The San Diego region had another 84 hotels in planning, up 11 percent from a year ago, with a total of 17,080 rooms, up 13 percent.
Just north in Orange County, there were nine hotels with 2,391 rooms under construction, including the 613-room Westin Anaheim Resort. That region had another 63 hotels in planning, up 26 percent, with 10,756 rooms, up 3 percent.
All of this is happening after California hotels have experienced nearly eight straight years of revenue and occupancy growth, as the industry continues its recovery from the severe 2009-2010 nationwide downturn spurred by the onset of the Great Recession. In some key hotel markets of Southern California, metrics such as occupancy and room pricing have now grown well beyond pre-recession levels.
Atlas President Alan Reay said that in the 25 years he’s been tracking California hotel trends, he’s rarely seen developers as bullish as they currently are about the state’s prospects, particularly in coastal hotel markets.
“I run across developers who say, ‘We don’t know how long this is going to last and yes, we know there’s eventually going to be a downturn, but we’re planning for the long term,’ ” said Reay.
Developers’ optimism is reflected in the latest industry performance metrics. According to research firm STR, U.S. hotels posted total revenue topping $80 billion in the first half of 2018, up 5.8 percent from the same period of 2017. The national hotel occupancy rate was 65.9 percent at mid-year, up 1 percent from the same time a year ago.
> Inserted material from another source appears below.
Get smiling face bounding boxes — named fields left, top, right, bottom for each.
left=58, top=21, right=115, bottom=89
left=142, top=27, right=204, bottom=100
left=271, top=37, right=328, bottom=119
In San Diego County, STR reported that hotels tallied more than $1.4 billion in first-half revenue, up 4.1 percent from a year ago, as occupancy reached 79.1 percent, for a 1.7 percent increase. Orange County hotels racked up nearly $1.3 billion in revenue, up 4.4 percent, with properties in the region 76.9 percent occupied at the mid-year point, down 0.8 percent.
Atlas reported that 2017 was a record-breaking year for California hotel development, and 2018 is on track to eclipse it, with lenders and developers maintaining favorable long-term outlooks for the Golden State’s market fundamentals. Rising hotel property values are expected to help offset construction costs that have risen 20 to 25 percent over the past year.
Barring a major event that jolts the overall travel and tourism economy, Reay said current state and nationwide conditions are likely to remain in place for at least the next 18 to 24 months, keeping developers interested. California’s key tourism hubs, as well as others on the West and East Coasts, are benefitting from still-strong corporate travel and convention business, as well as leisure travel business that does not show significant signs of tailing off.
Reay said that the leisure side, in fact, is being bolstered by a growing contingent of travelers from Asia, particularly China, who are part of a rising middle class there with more money to spend on overseas vacations. That trend especially benefits California’s coastal hotel markets, including San Francisco, Los Angeles and San Diego.
It also boosts room bookings in places like Anaheim, home of Disneyland, which is already a magnet for international visitors as the world’s second-most-visited theme park. Reay noted several of the upcoming new Orange County hotels are right near Disneyland, which is anticipating even more traffic from upcoming Star Wars and other on-site attractions.
Another big believer in hotel demand growth is the Legoland California Resort in Carlsbad. The family-friendly park recently opened a 250-room, castle-themed hotel, which was the largest among the four hotels with a total of 627 rooms that opened in San Diego County during the first half of 2018, according to Atlas.
Legoland California Resort spokesman Jake Gonzales said the on-site hotel has remained fully booked on a regular basis since its opening in late April. This is the second hotel to open on the grounds of Legoland California, following the 2013 debut of a 250-room, Lego-brick-themed hotel that operators have said also remains filled to capacity during much of the year.
That was the first Legoland hotel built in the U.S. by the park’s U.K.-based owner, Merlin Entertainments Plc, and its success spurred the operator to also add hotels to its Legoland Florida park near Orlando, as well as a new Legoland opening in 2020 in Goshen, NY.